Vgl. auch Konzentration bei Kindern – Aufmerksamkeit trainieren
Noch mehr Übungen findest du hier: Konzentrationsübungen für Kinder (Aufmerksamkeit trainieren).
ADS (Aufmerksamkeitsdefizit-Syndrom):
Hauptmerkmal: Eine wesentliche Herausforderung bei ADS ist die Aufmerksamkeit und Konzentration. Kinder mit ADS haben oft Schwierigkeiten, sich längere Zeit auf eine Aufgabe zu fokussieren oder sich zu organisieren.
Symptome:
leicht ablenkbar
vergessen von alltäglichen Aufgaben
Schwierigkeiten, Anweisungen zu befolgen
häufiges Träumen und Verträumtheit
Verhalten: Kinder mit ADS wirken oft ruhig und unauffällig, da Hyperaktivität nicht zu den Hauptsymptomen gehört. Vgl. auch Das überangepasste Kind
ADHS (Aufmerksamkeitsdefizit- / Hyperaktivitätsstörung):
Hauptmerkmal: ADHS umfasst die gleichen Herausforderungen wie ADS bzgl. Aufmerksamkeit und Konzentration, enthält zusätzlich aber auch Hyperaktivität und Impulsivität.
Symptome:
zappeln und Unfähigkeit, stillzusitzen
ständiges Reden
impulsives Verhalten (z. B. Unterbrechen anderer)
Schwierigkeiten, ruhig zu spielen
Verhalten: Kinder mit ADHS sind oft sehr aktiv und können unruhiges oder impulsives Verhalten zeigen. Das Resultat sind häufig Probleme in der schulischen oder sozialen Umgebung.

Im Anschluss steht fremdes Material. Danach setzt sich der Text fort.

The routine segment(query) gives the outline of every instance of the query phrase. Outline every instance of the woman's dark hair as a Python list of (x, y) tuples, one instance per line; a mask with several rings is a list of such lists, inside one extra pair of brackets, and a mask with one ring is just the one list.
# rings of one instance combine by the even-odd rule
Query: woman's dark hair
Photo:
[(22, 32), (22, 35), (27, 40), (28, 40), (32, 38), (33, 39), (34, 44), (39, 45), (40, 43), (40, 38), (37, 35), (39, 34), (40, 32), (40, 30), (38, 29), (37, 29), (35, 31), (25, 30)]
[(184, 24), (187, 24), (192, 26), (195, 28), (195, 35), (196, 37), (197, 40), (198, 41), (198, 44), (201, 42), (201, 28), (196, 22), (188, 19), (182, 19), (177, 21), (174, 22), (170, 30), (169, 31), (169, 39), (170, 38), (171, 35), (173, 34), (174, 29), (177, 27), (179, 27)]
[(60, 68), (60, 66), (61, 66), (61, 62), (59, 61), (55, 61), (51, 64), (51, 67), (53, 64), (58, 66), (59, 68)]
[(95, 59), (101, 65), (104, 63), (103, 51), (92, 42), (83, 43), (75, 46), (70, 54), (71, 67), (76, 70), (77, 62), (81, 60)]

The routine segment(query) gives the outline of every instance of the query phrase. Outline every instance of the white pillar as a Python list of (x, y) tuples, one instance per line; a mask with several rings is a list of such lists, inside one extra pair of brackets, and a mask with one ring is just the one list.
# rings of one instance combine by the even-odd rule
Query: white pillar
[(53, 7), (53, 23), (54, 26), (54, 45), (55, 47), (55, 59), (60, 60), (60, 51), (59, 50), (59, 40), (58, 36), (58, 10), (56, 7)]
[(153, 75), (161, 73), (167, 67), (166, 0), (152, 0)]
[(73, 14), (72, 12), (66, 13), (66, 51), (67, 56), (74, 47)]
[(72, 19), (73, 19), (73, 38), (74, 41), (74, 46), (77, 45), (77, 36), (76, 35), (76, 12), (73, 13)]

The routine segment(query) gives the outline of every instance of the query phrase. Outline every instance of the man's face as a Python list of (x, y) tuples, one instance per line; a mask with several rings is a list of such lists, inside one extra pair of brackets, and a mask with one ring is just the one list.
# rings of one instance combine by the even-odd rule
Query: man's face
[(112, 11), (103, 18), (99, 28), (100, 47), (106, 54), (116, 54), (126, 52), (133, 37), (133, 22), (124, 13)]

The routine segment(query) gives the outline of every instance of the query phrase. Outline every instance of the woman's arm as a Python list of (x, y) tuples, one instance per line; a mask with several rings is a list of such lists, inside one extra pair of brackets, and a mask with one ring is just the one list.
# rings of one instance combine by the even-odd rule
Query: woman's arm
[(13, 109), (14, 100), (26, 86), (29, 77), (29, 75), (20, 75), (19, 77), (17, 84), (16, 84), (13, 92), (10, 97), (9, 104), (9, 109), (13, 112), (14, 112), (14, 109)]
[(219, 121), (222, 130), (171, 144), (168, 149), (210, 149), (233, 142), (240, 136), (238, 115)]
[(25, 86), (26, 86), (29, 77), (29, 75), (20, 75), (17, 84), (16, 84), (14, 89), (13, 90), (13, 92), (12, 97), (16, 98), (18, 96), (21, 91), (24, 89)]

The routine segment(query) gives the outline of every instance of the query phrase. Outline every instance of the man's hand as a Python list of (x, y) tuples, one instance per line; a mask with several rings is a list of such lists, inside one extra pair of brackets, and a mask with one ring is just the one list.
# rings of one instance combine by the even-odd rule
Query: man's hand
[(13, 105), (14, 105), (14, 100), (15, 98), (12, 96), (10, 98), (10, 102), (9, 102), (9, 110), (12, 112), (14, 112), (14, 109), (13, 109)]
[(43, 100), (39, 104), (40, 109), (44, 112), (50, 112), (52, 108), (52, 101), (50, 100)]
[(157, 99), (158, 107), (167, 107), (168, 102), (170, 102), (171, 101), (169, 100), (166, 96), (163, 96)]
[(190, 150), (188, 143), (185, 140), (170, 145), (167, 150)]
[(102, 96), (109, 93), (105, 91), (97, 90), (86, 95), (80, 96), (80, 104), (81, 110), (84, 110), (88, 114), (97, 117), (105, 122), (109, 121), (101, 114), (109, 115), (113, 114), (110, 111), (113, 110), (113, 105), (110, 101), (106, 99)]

Was ist typisch für ADHS-Kinder?
Aufmerksamkeits- und Konzentrationsstörungen
Kinder mit ADHS haben oft Schwierigkeiten, neue Tätigkeiten oder Spiele kontinuierlich fortzusetzen, besonders wenn diese ein planvolles und schrittweises Vorgehen erfordern.
Ob bei Mal- und Bastelarbeiten am Tisch oder im Stuhlkreis innerhalb der Gruppe – Unaufmerksamkeit zeigt sich vor allem bei fremdbestimmten Aktivitäten. Doch auch bei selbst gewählten Spielen verlieren die Kinder häufig schnell das Interesse.
Impulsives Verhalten
ADHS-Kinder handeln oft spontan und unüberlegt, es fällt ihnen weitaus schwerer, die möglichen Konsequenzen zu bedenken. Geduld ist hier eine echte Herausforderung: Warten, bis sie an der Reihe sind, fällt ihnen schwer und führt oft dazu, dass sie andere Kinder beim Spielen stören. Auch bei Gesprächen mit Erwachsenen können sie plötzlich dazwischenreden und Antworten geben, bevor die Frage vollständig gestellt ist.
Körperliche Unruhe
Betroffene Kinder sind besonders ruhelos und zappelig in Momenten, in denen Ruhe gefragt ist. So kommt es, dass sie beim Essen vom Tisch aufstehen und im Sitzkreis nicht still sitzen können. Ruhiges Spielen fällt vielen ADHS-Kindern schwer und sie neigen oft zu exzessivem Klettern.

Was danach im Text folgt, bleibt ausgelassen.